“You’re always so nice to me.”
I say this incredulously… every. single. time.
I say it with surprise and a twinge of actual, physical, discomfort.
Why? Kindness is not unfamiliar to me — (most) people are (mostly) kind.
And yet? Kindness, especially in the form of “words of affirmation” (aka praise) can make me so uncomfortable that I can feel a slight twitch in my left eye even as I think about it.
I can’t say I don’t like authentic praise — because I do. In fact, I think I sometimes crave it because it simultaneously affirms me and drives me to do better.
So why do I dread, or deflect, or run away from something I also crave?
I have my theories (too many to mention, ranging from “different love languages” to “imposter syndrome” or “lack of attachment in early childhood” or even “too much caffeine”) but it’s mostly a mystery.

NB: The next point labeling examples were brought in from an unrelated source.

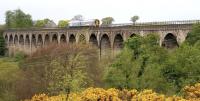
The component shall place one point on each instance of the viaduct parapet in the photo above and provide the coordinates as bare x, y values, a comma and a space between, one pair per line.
110, 37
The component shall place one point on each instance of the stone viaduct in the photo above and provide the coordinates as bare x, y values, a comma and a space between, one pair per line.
172, 33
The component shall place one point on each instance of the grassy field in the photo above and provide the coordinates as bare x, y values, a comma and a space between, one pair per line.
8, 75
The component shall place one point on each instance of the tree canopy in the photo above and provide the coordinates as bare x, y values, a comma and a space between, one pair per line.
18, 19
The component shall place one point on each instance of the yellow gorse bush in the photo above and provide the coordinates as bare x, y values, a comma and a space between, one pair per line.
112, 94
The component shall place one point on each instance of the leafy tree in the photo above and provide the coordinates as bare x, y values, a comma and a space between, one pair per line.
138, 67
123, 72
107, 21
59, 69
2, 44
134, 18
194, 35
182, 68
41, 23
63, 23
78, 17
18, 19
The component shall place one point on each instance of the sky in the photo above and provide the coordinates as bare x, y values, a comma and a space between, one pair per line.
120, 10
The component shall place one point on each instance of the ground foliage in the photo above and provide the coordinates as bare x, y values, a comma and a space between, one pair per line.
192, 93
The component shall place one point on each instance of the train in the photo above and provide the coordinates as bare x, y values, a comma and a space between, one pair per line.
82, 23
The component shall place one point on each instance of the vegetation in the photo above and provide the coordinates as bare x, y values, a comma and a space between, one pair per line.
99, 94
2, 44
59, 69
107, 21
18, 19
69, 71
8, 76
134, 18
63, 23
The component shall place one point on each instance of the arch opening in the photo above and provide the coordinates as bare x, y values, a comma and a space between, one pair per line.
72, 39
118, 43
105, 46
11, 40
15, 39
82, 39
55, 38
63, 38
47, 39
33, 41
93, 40
170, 41
27, 40
21, 40
6, 38
132, 35
39, 40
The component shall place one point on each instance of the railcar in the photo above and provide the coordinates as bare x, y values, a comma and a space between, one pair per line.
78, 23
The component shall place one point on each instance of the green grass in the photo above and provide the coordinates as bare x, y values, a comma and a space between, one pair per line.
8, 67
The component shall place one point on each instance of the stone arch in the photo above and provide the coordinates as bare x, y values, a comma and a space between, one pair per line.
82, 38
46, 39
118, 43
55, 38
11, 39
21, 39
93, 40
72, 39
16, 39
170, 41
27, 40
6, 38
105, 46
33, 40
63, 38
39, 41
132, 35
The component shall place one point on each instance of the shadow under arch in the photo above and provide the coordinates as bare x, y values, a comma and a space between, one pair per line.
118, 43
170, 41
55, 38
33, 40
21, 39
105, 47
39, 43
46, 39
63, 38
93, 40
72, 39
16, 39
82, 39
27, 40
11, 39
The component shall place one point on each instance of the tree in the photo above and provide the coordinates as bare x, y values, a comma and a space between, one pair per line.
134, 18
59, 69
138, 65
78, 17
18, 19
182, 68
63, 23
2, 44
122, 73
107, 21
194, 35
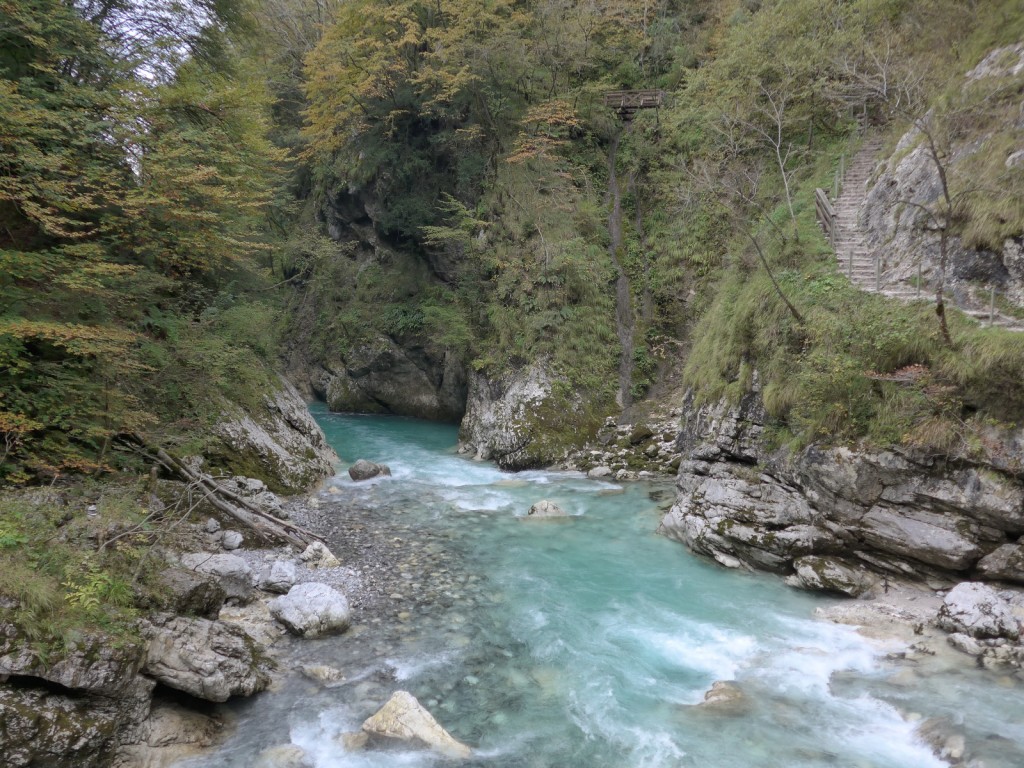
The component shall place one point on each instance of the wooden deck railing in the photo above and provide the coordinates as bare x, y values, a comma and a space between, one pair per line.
826, 215
628, 102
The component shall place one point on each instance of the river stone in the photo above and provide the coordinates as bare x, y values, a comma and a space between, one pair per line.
725, 697
213, 660
364, 470
403, 718
316, 555
829, 574
311, 609
285, 756
231, 571
977, 609
278, 577
1004, 564
546, 509
323, 674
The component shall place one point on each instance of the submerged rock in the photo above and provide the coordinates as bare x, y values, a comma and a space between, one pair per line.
725, 697
189, 593
403, 718
212, 660
311, 609
829, 574
1004, 564
323, 674
977, 609
364, 470
285, 756
546, 509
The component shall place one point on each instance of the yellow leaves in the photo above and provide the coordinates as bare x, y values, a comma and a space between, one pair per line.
78, 339
546, 128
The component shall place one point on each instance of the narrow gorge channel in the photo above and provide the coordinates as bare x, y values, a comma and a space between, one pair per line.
624, 305
589, 641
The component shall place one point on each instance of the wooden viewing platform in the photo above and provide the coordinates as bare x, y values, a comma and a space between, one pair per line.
627, 102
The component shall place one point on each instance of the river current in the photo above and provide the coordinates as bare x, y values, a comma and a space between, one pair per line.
588, 642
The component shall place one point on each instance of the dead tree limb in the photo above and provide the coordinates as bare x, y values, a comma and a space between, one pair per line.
237, 507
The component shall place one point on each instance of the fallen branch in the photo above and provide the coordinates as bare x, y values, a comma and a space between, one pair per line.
237, 507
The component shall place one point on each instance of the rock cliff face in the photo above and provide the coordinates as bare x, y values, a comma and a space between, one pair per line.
282, 442
900, 231
832, 517
522, 419
372, 365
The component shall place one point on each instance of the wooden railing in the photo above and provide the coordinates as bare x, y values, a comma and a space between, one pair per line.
826, 215
628, 102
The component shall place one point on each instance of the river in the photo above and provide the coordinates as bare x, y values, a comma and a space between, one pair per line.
588, 642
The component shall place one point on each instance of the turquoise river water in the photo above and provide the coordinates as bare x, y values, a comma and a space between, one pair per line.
587, 642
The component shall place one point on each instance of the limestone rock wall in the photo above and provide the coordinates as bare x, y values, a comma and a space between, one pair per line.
281, 443
901, 233
854, 511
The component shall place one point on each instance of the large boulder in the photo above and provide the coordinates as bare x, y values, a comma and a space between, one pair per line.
284, 756
189, 593
1004, 564
830, 574
366, 470
281, 440
977, 609
311, 609
404, 719
231, 572
546, 509
212, 660
725, 697
524, 418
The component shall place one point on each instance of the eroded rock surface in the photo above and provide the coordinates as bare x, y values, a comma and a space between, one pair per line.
230, 571
212, 660
404, 719
283, 440
899, 514
978, 610
366, 470
546, 509
311, 609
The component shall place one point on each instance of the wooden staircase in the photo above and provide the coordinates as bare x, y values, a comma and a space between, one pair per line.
855, 259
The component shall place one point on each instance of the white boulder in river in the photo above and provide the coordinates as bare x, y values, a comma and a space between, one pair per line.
403, 718
546, 509
311, 609
364, 470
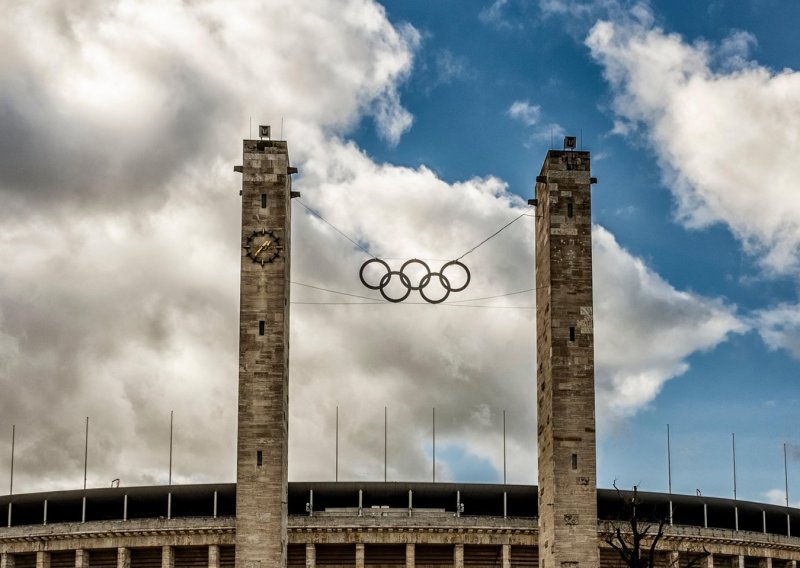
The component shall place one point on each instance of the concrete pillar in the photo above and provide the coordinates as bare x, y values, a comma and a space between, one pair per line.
411, 561
360, 555
167, 557
506, 556
6, 560
458, 556
311, 555
123, 558
42, 559
213, 556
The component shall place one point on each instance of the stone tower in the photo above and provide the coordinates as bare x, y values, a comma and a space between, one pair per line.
565, 364
262, 449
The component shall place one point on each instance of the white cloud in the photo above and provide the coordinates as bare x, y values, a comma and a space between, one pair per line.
723, 127
645, 329
119, 292
120, 220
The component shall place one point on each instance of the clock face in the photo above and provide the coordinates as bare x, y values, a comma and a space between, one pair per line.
264, 247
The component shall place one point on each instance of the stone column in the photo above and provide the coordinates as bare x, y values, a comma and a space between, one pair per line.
506, 556
123, 558
6, 560
311, 555
42, 559
458, 556
167, 557
213, 556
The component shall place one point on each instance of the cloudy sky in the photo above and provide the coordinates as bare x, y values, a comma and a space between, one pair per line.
418, 128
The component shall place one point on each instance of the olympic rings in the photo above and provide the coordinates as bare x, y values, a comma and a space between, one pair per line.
420, 285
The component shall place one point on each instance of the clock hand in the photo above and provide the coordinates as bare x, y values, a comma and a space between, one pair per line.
262, 247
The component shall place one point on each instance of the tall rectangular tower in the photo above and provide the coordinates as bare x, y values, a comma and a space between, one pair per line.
565, 364
262, 449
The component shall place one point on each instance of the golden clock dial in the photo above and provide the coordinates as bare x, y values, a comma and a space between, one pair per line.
264, 247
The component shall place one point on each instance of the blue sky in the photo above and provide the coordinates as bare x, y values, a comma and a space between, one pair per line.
418, 129
471, 70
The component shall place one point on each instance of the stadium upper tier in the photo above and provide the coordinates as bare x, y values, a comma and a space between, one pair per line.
342, 499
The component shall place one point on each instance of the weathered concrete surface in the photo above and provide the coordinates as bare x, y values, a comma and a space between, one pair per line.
506, 534
262, 488
565, 364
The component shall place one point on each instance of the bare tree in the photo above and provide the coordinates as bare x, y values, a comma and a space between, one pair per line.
637, 543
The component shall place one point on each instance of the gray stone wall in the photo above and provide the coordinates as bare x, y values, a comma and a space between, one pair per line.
262, 484
565, 364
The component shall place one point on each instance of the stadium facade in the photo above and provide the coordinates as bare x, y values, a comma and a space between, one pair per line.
265, 521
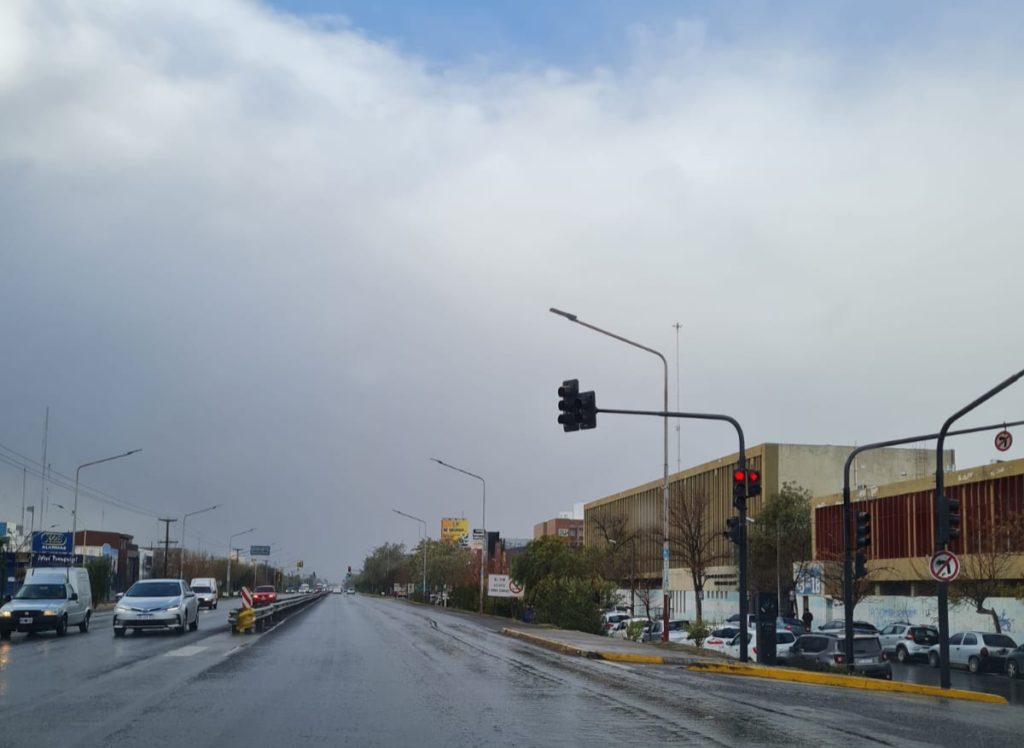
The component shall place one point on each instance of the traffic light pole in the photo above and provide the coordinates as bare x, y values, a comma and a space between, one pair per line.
847, 504
741, 506
941, 508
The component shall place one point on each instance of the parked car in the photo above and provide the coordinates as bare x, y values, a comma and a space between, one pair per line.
264, 595
624, 631
907, 641
207, 591
839, 625
1015, 662
783, 640
609, 619
825, 649
976, 651
163, 604
721, 636
677, 630
50, 599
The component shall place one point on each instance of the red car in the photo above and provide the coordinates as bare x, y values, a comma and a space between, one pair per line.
264, 595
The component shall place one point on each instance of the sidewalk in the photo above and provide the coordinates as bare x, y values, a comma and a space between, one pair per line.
612, 649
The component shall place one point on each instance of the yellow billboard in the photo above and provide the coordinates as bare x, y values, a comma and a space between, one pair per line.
455, 530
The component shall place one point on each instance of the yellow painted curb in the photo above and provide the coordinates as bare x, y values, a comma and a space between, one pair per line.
541, 641
624, 657
845, 681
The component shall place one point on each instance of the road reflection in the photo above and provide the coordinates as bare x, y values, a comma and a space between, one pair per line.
996, 683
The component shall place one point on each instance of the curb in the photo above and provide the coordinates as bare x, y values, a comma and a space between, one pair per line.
594, 654
845, 681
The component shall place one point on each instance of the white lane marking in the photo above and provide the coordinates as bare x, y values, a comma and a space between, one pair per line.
185, 651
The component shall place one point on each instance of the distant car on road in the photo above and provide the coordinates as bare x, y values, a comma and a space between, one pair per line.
825, 649
161, 604
976, 651
264, 595
907, 641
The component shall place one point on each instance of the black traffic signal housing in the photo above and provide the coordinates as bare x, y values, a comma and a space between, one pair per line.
860, 565
863, 530
568, 397
753, 483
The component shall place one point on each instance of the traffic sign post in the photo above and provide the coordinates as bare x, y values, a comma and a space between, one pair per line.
944, 566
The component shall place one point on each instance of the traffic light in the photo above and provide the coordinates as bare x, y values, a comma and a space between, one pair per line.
863, 530
860, 565
738, 487
753, 483
568, 404
587, 412
732, 530
949, 520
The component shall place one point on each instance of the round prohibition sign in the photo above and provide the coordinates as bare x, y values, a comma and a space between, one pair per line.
944, 566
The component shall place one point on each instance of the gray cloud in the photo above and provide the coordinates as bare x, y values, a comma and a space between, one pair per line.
293, 263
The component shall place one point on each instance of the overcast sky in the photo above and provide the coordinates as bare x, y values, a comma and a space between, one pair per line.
293, 251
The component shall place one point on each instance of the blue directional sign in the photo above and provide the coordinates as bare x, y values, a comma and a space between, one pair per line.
46, 542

My best guess is that it’s all rooted in vulnerability — if I accept your praise, I’m admitting that I care about your opinion of me. If I accept your kindness, I’m admitting that you see me… and being seen can be risky.
Vulnerability *is* uncomfortable, but I’m working on it. And I’m so grateful for every kindness extended to me, even if I tend to deflect it.
I was hesitant to share this (vulnerability!) but decided to do so for a few reasons:
— If you work with children who seem to reject your kindness, I hope you’ll keep trying. Your efforts matter.
— If you see a loved one or a colleague in this description, I hope you’ll keep trying. Your efforts matter.
— If you, too, are an awkward deflector of praise, I’ll hope you’ll keep trying, too. Your effort matters.